At Leva Camp, humans and wild animals mingle freely

An elephant drinks water from a pond inside Tsavo West National Park. Leva Camp neighbours the famous game park. PHOTO | FILE | NATION MEDIA GROUP

What you need to know:

  • Established in 2005 as an income generation venture by a group of 120 area residents, Leva Camp has carved itself an unrivalled niche in offering hospitality in the wild.

  • Leva Camp exposes visitors to zebras, elephants, rhinos gazelles, monkeys and an assortment of birds.

  • Away from the anticipated thrill in residing next to wild animals, Leva Camp gives visitors a perfect, quiet hideaway from the hustle and bustle of urban life.

Anywhere in Makueni County, residents fret about elephants, thanks to incessant jumbos attacks targeting them

But in Leva Camp in Matangini Village, three kilometres from Mtito Andei Town, on the fringes of Tsavo West National Park, humans mingle freely with the wild animals.

“Actually, here wild animals get out of their habitats and approach humans,” says Mr Leva Wambua, 60, a reformed poacher who donated a plot where a community group set up the camp.  

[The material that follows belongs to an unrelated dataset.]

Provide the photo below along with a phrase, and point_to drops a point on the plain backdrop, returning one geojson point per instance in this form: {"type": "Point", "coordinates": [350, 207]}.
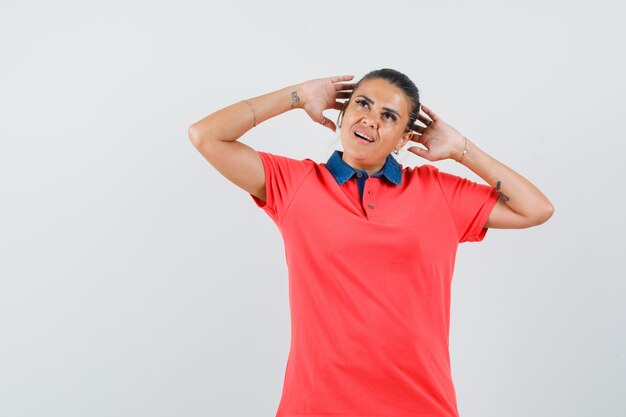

Established in 2005 as an income generation venture by a group of 120 area residents, Leva Camp has carved itself an unrivalled niche in offering hospitality in the wild.

Away from the six tented camps dotting the five acres dedicated for this project, Leva Camp exposes visitors to zebras, elephants, rhinos gazelles, monkeys and an assortment of birds.

“However, this facility only suits the adventurous campers who are brave enough to mingle with wild animals,” says Mr Wambua when I visited the facility over the weekend.

According to Mr Wambua, not many people would endure the sound of an elephant’s rumbling tummy as the animal paces around the tarpaulin camps while snacking on nearby vegetation after drinking from a watering hole that is ten metres from one of the camps.

PERFECT HIDEAWAY

Away from the anticipated thrill in residing next to wild animals, Leva Camp gives visitors a perfect, quiet hideaway from the hustle and bustle of urban life.

Visitors make their own meals at the site and have an option of going for shopping  at Mtito Andei Town or borrowing items  from the villagers residing a kilometre away.

The story on the origin of Leva Camp is equally tantalising.  Until 1992, Mr Wambua and five of his neighbours roamed national parks, hunting down wild animals, mostly gazelles, elephants and rhinos, for meat, tusks and horns.

“We would pitch camp in Tsavo East, Tsavo West and Ithumba game parks and emerge with horns and tusks when lucky,” he says.

However, things did not always work for them and in other cases their relationships almost snapped like it finally did in August 1992 at Ithumba National Park in Kitui County.

“A colleague almost released a poisoned arrow on me after we quarrelled on how to share  meat from an animal we had mowed down,” says Wambua pensively.

Dejected, Mr Wambua broke ways with the hunter group and, risking being spotted by authorities, walked out of the forested park in broad daylight.

He never went back to poaching again. Instead he took up farming.